The “look ahead” method, described Feb. 13 in Academic Radiology, allows young learners to interpret images, work with informatics systems and receive feedback on their conclusions. And unlike current passive learning strategies, students found the design valuable and engaging.
“Rather than being asked to take part in the day-to-day practices of a radiologist, students are frequently relegated to a position of passive observation and shadowing,” Jennifer Huang, MD, a radiologist at Vanderbilt University Medical Center, and colleagues said. “The experience quickly becomes tedious, forgettable, and easy or boring.”
More often than not, radiologists’ busy schedules and lack of pay for teaching, among other things, force students into this passive role. Many, however, want a more engaging experience, the authors noted. And prior academic studies demonstrating the success of experimental techniques such as flipped classrooms, online case-based models and adaptive case-based programs support this idea, they added.
Medical students enrolled in a radiology course who used the novel approach viewed nonurgent images on an unused picture archiving and communication station or laptop, drawing their own conclusions.

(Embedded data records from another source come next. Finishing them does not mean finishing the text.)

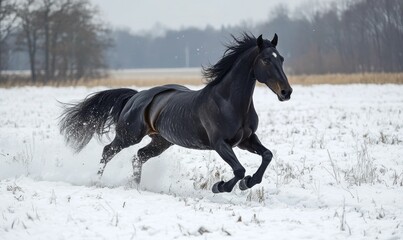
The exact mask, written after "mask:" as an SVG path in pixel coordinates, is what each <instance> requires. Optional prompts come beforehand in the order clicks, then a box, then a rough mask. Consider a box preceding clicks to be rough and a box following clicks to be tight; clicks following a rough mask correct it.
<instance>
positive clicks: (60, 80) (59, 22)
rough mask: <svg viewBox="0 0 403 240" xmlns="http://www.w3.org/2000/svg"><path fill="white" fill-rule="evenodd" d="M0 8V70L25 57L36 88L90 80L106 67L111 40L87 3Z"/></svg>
mask: <svg viewBox="0 0 403 240" xmlns="http://www.w3.org/2000/svg"><path fill="white" fill-rule="evenodd" d="M0 7H1V11H0V26H1V28H0V36H1V38H0V40H1V47H0V53H1V54H0V56H1V59H2V60H1V65H0V71H1V70H4V69H13V66H10V65H12V62H10V58H12V57H13V56H14V57H15V56H19V57H21V53H23V56H22V59H23V61H22V65H25V66H26V65H28V66H29V71H30V80H31V81H32V82H33V83H37V82H43V83H45V84H46V83H47V82H49V81H51V80H53V81H54V80H56V81H77V80H79V79H82V78H91V77H95V76H98V75H99V74H100V73H102V72H101V70H102V69H105V68H106V67H107V64H106V58H105V56H104V54H105V49H107V48H108V47H110V46H111V43H112V39H111V38H110V36H109V32H108V29H107V28H105V27H104V24H103V23H102V21H99V19H97V18H96V17H97V15H98V12H97V10H96V8H94V7H93V6H92V5H91V4H90V3H89V1H87V0H77V1H75V0H39V1H38V0H36V1H35V0H19V1H18V4H17V1H14V0H0ZM6 18H7V19H6ZM10 55H12V56H10ZM24 63H25V64H24ZM26 63H28V64H26ZM19 65H21V61H20V62H19V63H17V66H14V69H18V68H19V67H20V66H19Z"/></svg>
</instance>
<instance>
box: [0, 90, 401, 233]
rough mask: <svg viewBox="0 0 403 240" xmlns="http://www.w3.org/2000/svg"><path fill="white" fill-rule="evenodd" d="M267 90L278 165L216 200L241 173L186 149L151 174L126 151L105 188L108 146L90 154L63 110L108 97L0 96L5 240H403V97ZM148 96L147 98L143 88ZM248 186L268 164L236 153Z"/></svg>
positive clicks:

Once they were ready, the learners presented their findings to an expert, discussed the case, received feedback and watched as the radiologist created a final report.

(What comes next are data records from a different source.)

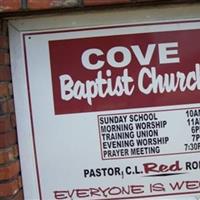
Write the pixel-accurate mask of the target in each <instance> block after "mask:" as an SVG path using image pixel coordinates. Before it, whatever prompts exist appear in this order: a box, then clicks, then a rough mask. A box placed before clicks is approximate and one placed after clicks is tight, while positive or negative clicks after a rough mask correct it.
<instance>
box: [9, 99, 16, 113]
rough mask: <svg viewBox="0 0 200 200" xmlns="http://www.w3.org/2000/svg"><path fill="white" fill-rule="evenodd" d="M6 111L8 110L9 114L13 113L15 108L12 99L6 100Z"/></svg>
mask: <svg viewBox="0 0 200 200" xmlns="http://www.w3.org/2000/svg"><path fill="white" fill-rule="evenodd" d="M8 110H9V112H15V106H14V100H13V99H9V100H8Z"/></svg>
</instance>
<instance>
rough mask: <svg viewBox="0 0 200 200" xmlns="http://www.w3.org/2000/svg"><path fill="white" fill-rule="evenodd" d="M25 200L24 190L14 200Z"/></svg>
mask: <svg viewBox="0 0 200 200" xmlns="http://www.w3.org/2000/svg"><path fill="white" fill-rule="evenodd" d="M23 199H24V194H23V190H20V191H19V192H18V193H17V194H16V195H15V196H14V197H13V198H12V200H23Z"/></svg>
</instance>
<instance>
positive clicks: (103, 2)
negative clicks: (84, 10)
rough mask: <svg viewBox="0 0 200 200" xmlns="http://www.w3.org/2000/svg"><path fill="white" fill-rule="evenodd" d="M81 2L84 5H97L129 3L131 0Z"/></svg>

Sixty students were asked to complete a survey comparing the “look ahead” method with the current standard, which involves observing an expert interpreting studies while reading associated teaching points. The 34 responses were overwhelmingly positive; students found the new program more “interesting” and “memorable” than traditional teaching.
Specifically, they said the look-ahead technique increased their interest, engagement, offered more educational value, and improved their “memorability of the case.”
There are a number of ways the authors believe they can improve the educational design of their program, including measuring how it impacts students’ career choices. Despite this, the investigators urged radiology educators to begin thinking of ways to incorporate the new method into practice.
“Breaking from the traditional way of teaching can be understandably difficult for some radiologists, particularly with busy caseloads and other frequent disruptions,” the authors wrote. “However, taken together, the results of our study suggest that the 'look ahead' technique for medical student instruction in the radiology reading room promotes active student engagement and instills educational value.”